In its security advisory, Barracuda said the vulnerability existed in the Barracuda software component responsible for screening attachments for malware. More alarmingly, the company said it appears attackers first started exploiting the flaw in October 2022.
But on June 6, Barracuda suddenly began urging its ESG customers to wholesale rip out and replace — not patch — affected appliances.
“Impacted ESG appliances must be immediately replaced regardless of patch version level,” the company’s advisory warned. “Barracuda’s recommendation at this time is full replacement of the impacted ESG.”
In a statement, Barracuda said it will be providing the replacement product to impacted customers at no cost, and that not all ESG appliances were compromised.
“No other Barracuda product, including our SaaS email solutions, were impacted by this vulnerability,” the company said. “If an ESG appliance is displaying a notification in the User Interface, the ESG appliance had indicators of compromise. If no notification is displayed, we have no reason to believe that the appliance has been compromised at this time.”
Nevertheless, the statement says that “out of an abundance of caution and in furtherance of our containment strategy, we recommend impacted customers replace their compromised appliance.”
“As of June 8, 2023, approximately 5% of active ESG appliances worldwide have shown any evidence of known indicators of compromise due to the vulnerability,” the statement continues. “Despite deployment of additional patches based on known IOCs, we continue to see evidence of ongoing malware activity on a subset of the compromised appliances. Therefore, we would like customers to replace any compromised appliance with a new unaffected device.”
Rapid7‘s Caitlin Condon called this remarkable turn of events “fairly stunning,” and said there appear to be roughly 11,000 vulnerable ESG devices still connected to the Internet worldwide.
“The pivot from patch to total replacement of affected devices is fairly stunning and implies the malware the threat actors deployed somehow achieves persistence at a low enough level that even wiping the device wouldn’t eradicate attacker access,” Condon wrote.
Barracuda said the malware was identified on a subset of appliances that allowed the attackers persistent backdoor access to the devices, and that evidence of data exfiltration was identified on some systems.
Rapid7 said it has seen no evidence that attackers are using the flaw to move laterally within victim networks. But that may be small consolation for Barracuda customers now coming to terms with the notion that foreign cyberspies probably have been hoovering up all their email for months.
Nicholas Weaver, a researcher at University of California, Berkeley’s International Computer Science Institute (ICSI), said it is likely that the malware was able to corrupt the underlying firmware that powers the ESG devices in some irreparable way.
“One of the goals of malware is to be hard to remove, and this suggests the malware compromised the firmware itself to make it really hard to remove and really stealthy,” Weaver said. “That’s not a ransomware actor, that’s a state actor. Why? Because a ransomware actor doesn’t care about that level of access. They don’t need it. If they’re going for data extortion, it’s more like a smash-and-grab. If they’re going for data ransoming, they’re encrypting the data itself — not the machines.”

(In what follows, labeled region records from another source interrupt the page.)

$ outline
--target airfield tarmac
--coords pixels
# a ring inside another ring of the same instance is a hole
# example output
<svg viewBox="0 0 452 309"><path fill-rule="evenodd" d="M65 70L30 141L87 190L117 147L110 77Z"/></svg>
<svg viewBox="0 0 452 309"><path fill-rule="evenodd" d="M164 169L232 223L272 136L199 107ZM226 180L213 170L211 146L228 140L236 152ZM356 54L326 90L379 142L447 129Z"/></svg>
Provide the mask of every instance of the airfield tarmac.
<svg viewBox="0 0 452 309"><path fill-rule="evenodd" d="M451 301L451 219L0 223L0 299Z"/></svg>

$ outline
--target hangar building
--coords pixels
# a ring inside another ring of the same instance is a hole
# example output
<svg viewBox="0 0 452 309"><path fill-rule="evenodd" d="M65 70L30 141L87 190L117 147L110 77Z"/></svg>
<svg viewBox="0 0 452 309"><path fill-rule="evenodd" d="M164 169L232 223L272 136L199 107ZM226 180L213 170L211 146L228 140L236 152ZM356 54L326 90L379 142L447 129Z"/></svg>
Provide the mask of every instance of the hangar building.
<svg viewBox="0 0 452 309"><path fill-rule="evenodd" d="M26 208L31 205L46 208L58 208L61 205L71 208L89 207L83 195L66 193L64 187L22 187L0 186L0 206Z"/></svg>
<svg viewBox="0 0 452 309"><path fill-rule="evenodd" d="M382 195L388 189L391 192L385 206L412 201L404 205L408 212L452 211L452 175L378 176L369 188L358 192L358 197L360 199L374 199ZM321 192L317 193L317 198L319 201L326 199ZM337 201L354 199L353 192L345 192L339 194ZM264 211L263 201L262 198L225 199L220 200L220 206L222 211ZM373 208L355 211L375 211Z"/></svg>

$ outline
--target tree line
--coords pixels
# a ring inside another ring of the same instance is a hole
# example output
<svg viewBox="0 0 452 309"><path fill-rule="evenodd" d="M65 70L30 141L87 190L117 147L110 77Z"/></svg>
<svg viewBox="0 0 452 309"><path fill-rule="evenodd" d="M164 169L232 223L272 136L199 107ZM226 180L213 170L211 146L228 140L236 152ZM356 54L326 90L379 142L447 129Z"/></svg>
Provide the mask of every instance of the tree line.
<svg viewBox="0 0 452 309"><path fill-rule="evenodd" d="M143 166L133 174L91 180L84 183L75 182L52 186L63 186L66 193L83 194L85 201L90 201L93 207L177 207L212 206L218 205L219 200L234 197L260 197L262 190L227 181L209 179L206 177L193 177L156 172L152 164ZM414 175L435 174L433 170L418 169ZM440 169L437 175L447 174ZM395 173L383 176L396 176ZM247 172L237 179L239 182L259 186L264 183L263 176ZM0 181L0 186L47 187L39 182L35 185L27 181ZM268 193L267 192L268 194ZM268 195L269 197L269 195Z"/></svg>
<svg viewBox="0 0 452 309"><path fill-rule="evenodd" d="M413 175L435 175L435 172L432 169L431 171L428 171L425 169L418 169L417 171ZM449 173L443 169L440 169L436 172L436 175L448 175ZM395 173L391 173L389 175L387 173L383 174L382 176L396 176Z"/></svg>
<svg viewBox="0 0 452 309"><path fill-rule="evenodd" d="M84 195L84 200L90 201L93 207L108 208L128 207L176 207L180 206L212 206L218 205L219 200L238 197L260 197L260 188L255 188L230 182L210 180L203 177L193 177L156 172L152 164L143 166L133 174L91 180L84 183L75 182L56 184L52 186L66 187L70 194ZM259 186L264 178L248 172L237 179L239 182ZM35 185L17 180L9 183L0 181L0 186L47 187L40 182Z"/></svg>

In addition to replacing devices, Barracuda says ESG customers should also rotate any credentials connected to the appliance(s), and check for signs of compromise dating back to at least October 2022 using the network and endpoint indicators the company has released publicly.
Update, June 9, 11:55 a.m. ET: Barracuda has issued an updated statement about the incident, portions of which are now excerpted above.